Sex and the City: a Dating Primer for Men Willing to Sacrifice 30 Minutes for Sex.
Those parental watchdog anal retentives have been hollering atop soap boxes about the dearth of educational value in television programming pretty much since the days of the Johnny Carson Show, but here’s the catch: girly television is like a primer for men who want to understand women. I’ve heard the complaints from guys forced to sit through Gilmore Girls re-runs and the typical snide commentary (”Oh, you mean, Sex and the Shitty?”) However, these men fail to see the gleaming social education opportunities in such programming.

Obviously, not all shows are created equal; you’re not going to get much of anything out of The Young and the Restless, except for a strong desire to hurl and/or swear off TV for life. However, if you can muster the discipline to sit through half an hour of Sex and the City, you can learn a lot about women, and not just about female stereotypes either.

One of the reasons that Sex and the City succeeded so very much and was able to draw itself out for an uncanny six seasons with such a sizeable fan base was the conflation of oddly accurate situational slapstick and a level of emotional honesty. Yes, this is a post-women’s lib world. Yes, women can now be high-powered corporate lawyers with high salaries and even higher shoes. But most women still seek a soul mate, a life partner, or at least a boyfriend. The women’s liberation movement did not, as some have suspected, annihilated the romantic impulse. Rather, it has simply expanded the breadth of ambition to the desire to have it all–career, real estate, and personal life– as well as an anxiety that the work-life balance may not be achievable. And Sex and the City got that. As its protagonist Carrie Bradshaw says to her editor at Vogue in one episode, “You have a successful career and a relationship. I was worried women only get one or the other, but you have it all.”
So here’s Lesson One, guys. Just because a woman is professionally successful does not mean that she is a callous, castrating monster. And just because a woman wants a relationship does not mean that she is not accomplished, intelligent, or driven. It may be difficult for you to conceive, but most women do want it all, and the desires for a career and a relationship are not mutually exclusive. So while it may be intimidating to ask out that lovely business owner, doctor, or novelist, she might actually enjoy some dinnertime companionship. Imagine that!
On that note, we come to Lesson Two: women will indeed date men who are less financially secure than them. In Sex and the City, Miranda, a partner at a law firm with a degree from Harvard, dates and eventually marries Steve, a bartender. Admittedly, their disparity in income leads to a breakup at one point in the series, but only because bartender Steve succumbs to the typical but detrimental belief that being with a wealthier woman emasculates him. This is never a problem for her, as she tells her girlfriends, “He’s just happy being a bartender, period. You’re all missing my point. None of this matters to me.
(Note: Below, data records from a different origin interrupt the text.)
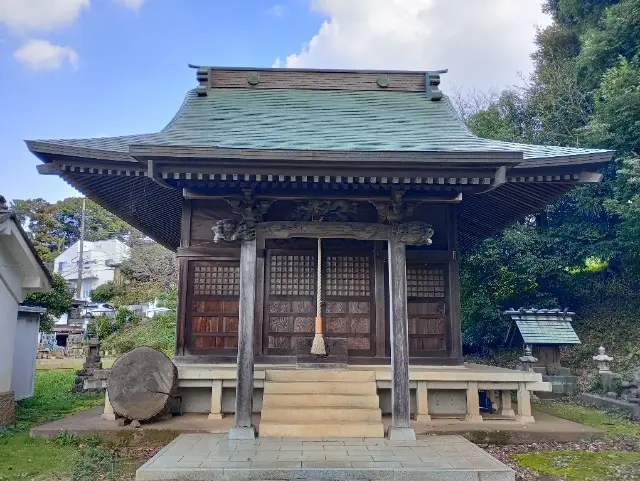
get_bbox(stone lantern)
[519,346,538,372]
[593,346,613,374]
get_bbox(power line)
[76,197,87,297]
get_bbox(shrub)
[89,316,116,339]
[102,312,176,356]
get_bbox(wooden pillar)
[500,390,515,417]
[209,379,222,419]
[447,204,463,364]
[373,241,387,358]
[389,236,416,440]
[416,381,431,423]
[229,238,257,439]
[516,382,535,423]
[464,381,482,423]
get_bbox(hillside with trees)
[461,0,640,376]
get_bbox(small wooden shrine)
[504,308,580,376]
[27,66,612,436]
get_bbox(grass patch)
[513,451,640,481]
[0,371,103,481]
[0,432,78,481]
[14,371,104,430]
[0,370,164,481]
[536,402,640,436]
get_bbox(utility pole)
[76,197,87,299]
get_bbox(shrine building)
[27,66,612,439]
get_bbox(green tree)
[89,282,124,302]
[11,197,136,262]
[461,0,640,350]
[23,274,73,331]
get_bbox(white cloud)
[0,0,145,30]
[113,0,145,11]
[274,0,550,91]
[13,40,79,71]
[0,0,90,30]
[267,4,284,17]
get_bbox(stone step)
[260,422,384,438]
[260,407,382,424]
[265,369,376,382]
[262,394,380,409]
[264,381,376,396]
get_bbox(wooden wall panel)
[323,253,376,356]
[407,265,448,350]
[186,260,240,354]
[263,250,316,355]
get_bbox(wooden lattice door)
[264,250,317,355]
[264,250,375,356]
[323,254,375,356]
[186,261,240,354]
[407,265,447,356]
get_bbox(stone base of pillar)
[0,391,16,426]
[464,414,483,423]
[516,416,536,424]
[229,426,256,441]
[416,414,431,423]
[387,426,416,441]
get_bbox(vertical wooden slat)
[447,205,463,364]
[175,258,191,356]
[254,236,266,356]
[373,241,387,357]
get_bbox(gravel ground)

I don’t want it to matter to him. It’s like when single men have a lot of money, it’s to their advantage. If a single woman has money, it’s a problem to be dealt with. It’s ridiculous. I want to enjoy my success, not apologize for it.” You heard the lady, money ain’t no thang.
Unlike what you may have heard from sources as reliable as Lil Kim and the grumbling, single bum at the honkeytonk dive, all women are not money-grubbing whores looking at you through alimony-colored glasses. Of course, some women want a man of means. Just look at the plethora of websites like SeekingMillionaires.com. But many women are not, and professional success does not negate the attraction to funny, interesting guys like yourself. Quit shlumping around with plebian low self-esteem and low standards. Even if you don’t have money, you probably have other great qualities, and if you don’t, well, start cultivating some, you loser!
And now, last but not least, here’s what you can learn from Sex and the City. Despite what you might like to believe, women are human too. They have smell, they poop, and they get STDs. In one of the first episodes of Sex and the City, Carrie is mortified after farting in front of her boyfriend. The PR sexaholic Samantha acknowledges male denial when it comes to female bodily functions, saying, “[According to guys] We aren’t supposed to fart, douche, use tampons, or have hair in places we shouldn’t.” Well, guess what!? Women do. Women fart, douche, and use tampons. And if you’re ever going to spend any length of time with a woman, you’ll realize that, as does Harry, the husband of WASP art curator Charlotte in one episode called “The Ick Factor,” in which the two get serious gastrointestinal malfunction after a French dinner. As Carrie says, “Surviving a night of food poisoning together wasn’t the stuff of great romance but it was the stuff of lasting love.” Maybe you aren’t looking for lasting love, but if you’re looking to at least outlast a menstrual cycle with a woman, you’re going to have to accept that she’s human, you’re human, and that that might okay with the both of you.